Me congratulo del triunfo de Isabel Coixet, a quien le recomendaría un inmediato asesor de imagen: si tu cara no te gusta, ponte un casco, pero renuncia a ese flequillo, a esas greñas en las mejillas y a esas gafazas blancas. Y renuncia también a gestos que yo sea incapaz de identificar como de pánico, como los de hace dos años cuando ganó con Mi vida sin mí.
Para mí la más guapa y espectacular fue Maribel Verdú –en vista de que no estaba Elena Anaya-, a quien le sienta muy bien desaparecer de vez en cuando una temporada. Presentó con el actor francés José García, de nuevo de rodaje en España. El más guapo, delgado y atractivo fue una vez más Eduardo Noriega (y su bigote).
Carmen Maura acertó plenamente con su pantalón negro y su haut ajustado rojo intenso del letiziano Lorenzo Caprile.
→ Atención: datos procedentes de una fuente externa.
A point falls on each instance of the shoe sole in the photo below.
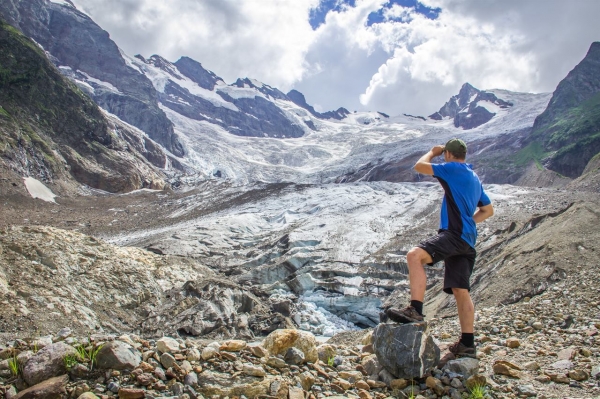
(399, 317)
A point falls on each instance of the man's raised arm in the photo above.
(423, 165)
(483, 212)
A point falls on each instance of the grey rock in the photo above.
(562, 365)
(191, 379)
(596, 372)
(167, 345)
(160, 374)
(113, 386)
(119, 356)
(167, 360)
(192, 392)
(526, 390)
(177, 389)
(406, 351)
(63, 334)
(386, 376)
(466, 367)
(294, 356)
(47, 363)
(11, 392)
(52, 388)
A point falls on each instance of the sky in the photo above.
(397, 56)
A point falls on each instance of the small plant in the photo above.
(88, 354)
(70, 361)
(14, 366)
(477, 391)
(330, 361)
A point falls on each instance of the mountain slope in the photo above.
(471, 107)
(75, 41)
(566, 136)
(51, 130)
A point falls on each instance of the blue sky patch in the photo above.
(317, 15)
(378, 17)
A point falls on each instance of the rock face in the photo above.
(405, 351)
(464, 108)
(118, 355)
(89, 282)
(47, 363)
(279, 341)
(74, 40)
(214, 308)
(564, 138)
(62, 134)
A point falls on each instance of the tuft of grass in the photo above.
(477, 391)
(330, 361)
(70, 361)
(88, 354)
(14, 366)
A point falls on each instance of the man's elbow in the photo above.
(423, 168)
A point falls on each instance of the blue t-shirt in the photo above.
(463, 194)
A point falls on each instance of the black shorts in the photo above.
(458, 257)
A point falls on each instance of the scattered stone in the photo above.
(132, 393)
(52, 388)
(503, 367)
(579, 375)
(279, 341)
(465, 366)
(47, 363)
(193, 355)
(167, 345)
(294, 356)
(406, 351)
(258, 351)
(167, 360)
(532, 366)
(256, 371)
(526, 390)
(326, 352)
(295, 393)
(235, 345)
(118, 355)
(435, 385)
(398, 383)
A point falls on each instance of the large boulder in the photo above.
(119, 356)
(47, 363)
(279, 341)
(405, 350)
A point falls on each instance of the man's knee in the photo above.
(417, 255)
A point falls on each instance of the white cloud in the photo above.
(266, 40)
(412, 66)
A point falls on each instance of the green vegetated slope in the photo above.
(566, 136)
(50, 129)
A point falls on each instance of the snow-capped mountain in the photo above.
(248, 130)
(471, 107)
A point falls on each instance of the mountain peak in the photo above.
(197, 73)
(470, 108)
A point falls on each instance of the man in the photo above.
(465, 204)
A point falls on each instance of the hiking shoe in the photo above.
(459, 349)
(406, 315)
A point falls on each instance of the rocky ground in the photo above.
(541, 343)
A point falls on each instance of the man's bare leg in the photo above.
(466, 309)
(416, 258)
(417, 278)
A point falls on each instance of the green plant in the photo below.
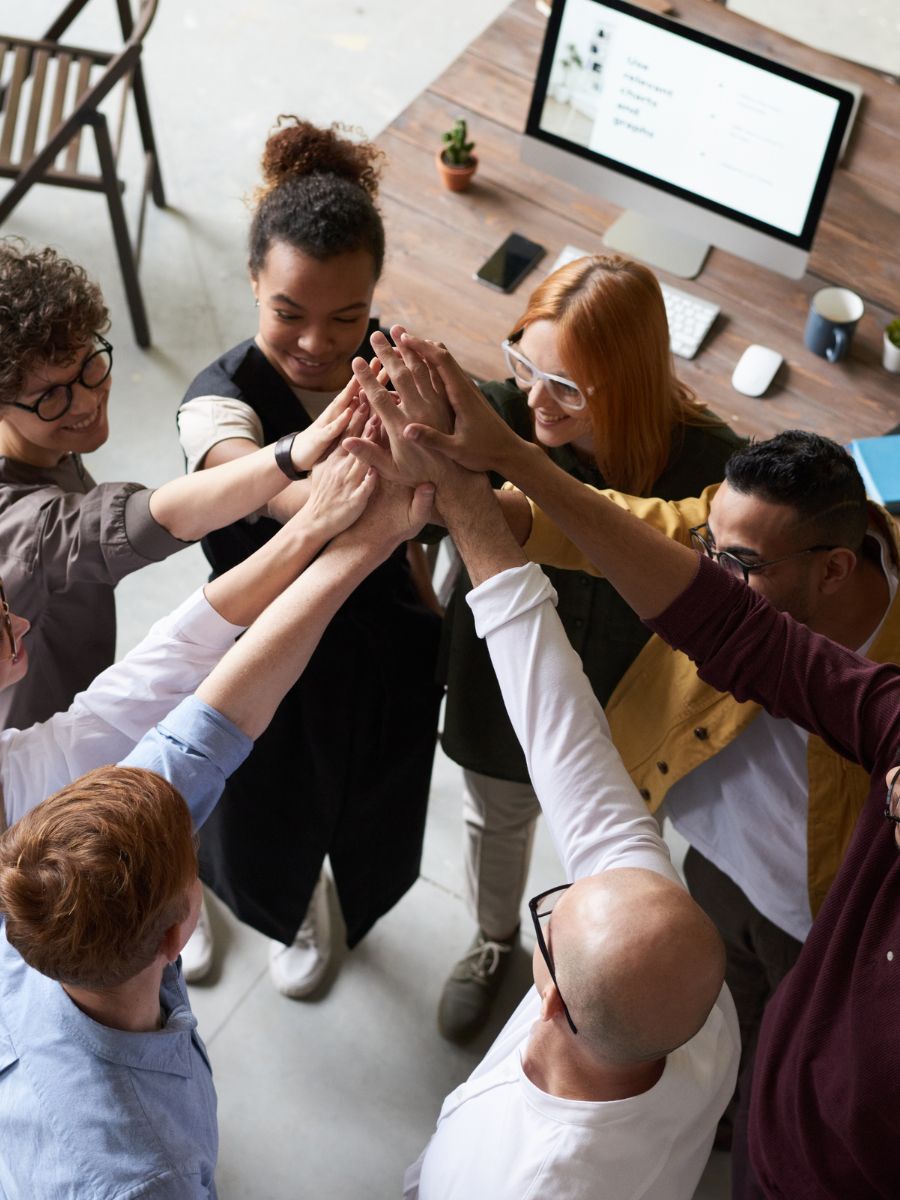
(573, 59)
(457, 151)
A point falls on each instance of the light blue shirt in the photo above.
(99, 1114)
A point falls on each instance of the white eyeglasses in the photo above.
(526, 373)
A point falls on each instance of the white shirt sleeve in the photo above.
(594, 811)
(105, 721)
(207, 420)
Apareció fantástica.. Formó pareja con su compañero de reparto en ¡Ay, Carmela!, un demacrado Andrés Pajares, claramente traicionado por su diseñista capilar. El tinte cobrizo debería de estar internacionalmente prohibido si todavía no lo está.
La puertorriqueña Micaela Nevárez es monísima, pero el premio a la Mejor Actriz Revelación debería haber ido a parar a Isabel Ampudia, la única posibilidad de reflotar una interesante película titulada 15 días contigo.
Óscar Jaenada al parecer borda a Camarón, pero me dio pena que el elegante y entrañable Manuel Alexandre se fuera a casa sin su Goya.
Y me encantó Candela Peña, con su segundo Goya, y su bonita dedicatoria, una condensada declaración de amor a sus padres y un breve anecdotario que incluía la carta que le escribió de pequeña a la reina para que le enviara una foto del príncipe porque ella quería ser princesa. Y anoche lo fue: tenía su Goya por Princesas y tenía a su príncipe, el director Fernando León.
Y yo, sin que nadie me dirigiera la palabra, viví algunos premios como si se los dieran a alguien cercano, alguien que fuera a compartirlos conmigo. Bueno, pues solo queda un año para una nueva decepción.